Descrédito de la política
El descrédito de la política, tanto aquí como en territorios más o menos colindantes, está alcanzando esos picos de peligro que llevan a los ciudadanos a tratar de remediar las cosas u obtener cierto número de ventajas así como a la brava, como llevados de un antaño prestigioso espíritu asambleario según el cual los asuntos de cierta importancia social o política se resuelven mediante la convocatoria de referendos raramente vinculantes, en una parodia de participación política directa que muchas veces ilumina (o, por el contrario, oscurece) los intereses particulares más variados.
Nadie quiere un vertedero de basuras, un cementerio de residuos nucleares o una penitenciaría en las proximidades de su residencia habitual, ni siquiera un centro de menores o un servicio permanente de desintoxicación de drogadictos, pero todo el mundo demanda infraestructuras decentes para sus urbanizaciones, riachuelos limpios de toda contaminación, energía suficiente para sus viviendas o barrios o limpieza permanente de sus calles, mayor seguridad ciudadana, etc. No se trata tanto de la indeterminación a la hora de elegir entre varias soluciones posibles a problemas puntuales como de la intención de alejar del propio entorno todo aquello que se considera inconveniente, por las razones que sean, aunque conviene señalar que muchos ciudadanos que no quieren ni ver una penitenciaría más o menos próxima a su propiedad estarían dispuestos a modificar la ley a favor de la pena de cadena perpetua, a sabiendas de que el recluso no ha de cumplir su condena en el saloncito de su casa.
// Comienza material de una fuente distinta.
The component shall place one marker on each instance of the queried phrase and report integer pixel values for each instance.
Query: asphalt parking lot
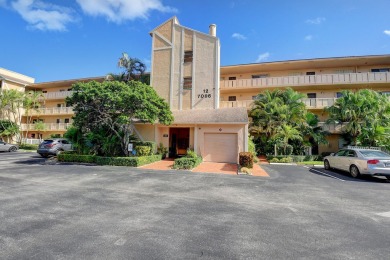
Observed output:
(93, 212)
Así, se va consolidando una cierta cultura de la política interesada que crece en su vertiente de movimiento más o menos asambleario contra la determinación de los políticos, de los que se supone que actúan movidos por el interés general y no por sus intereses particulares, por más que esa suposición bienintencionada no desborde muchas veces los límites de la fábula. Cierto que los políticos, de uno u otro signo, no están obligados a cumplir sus promesas electorales que tanto trabajo les deparan a lo largo de una legislatura: bastante tienen con hacer como que lo hacen. Pero no es menos cierto que los ciudadanos afectados por un problema particular no pueden pretender que todos sus problemas se sometan a una consulta de tintes plebiscitarios para que se vote en su favor. A fin de cuentas, el Estado es el Estado y el Gobierno, su profeta: no se puede pretender que siempre acierte, porque de lo contrario estaría un poco de sobra. Acertar es humano, pero errar, bien lo sabemos, es divino.
¿El descrédito de la política consistiría en su insoportable levedad para atender a los detalles? Ojalá fuera sólo eso. Más grave resulta que a menudo no conciten ni el apoyo de los suyos, tan proclives tantas veces a los alardes del despecho.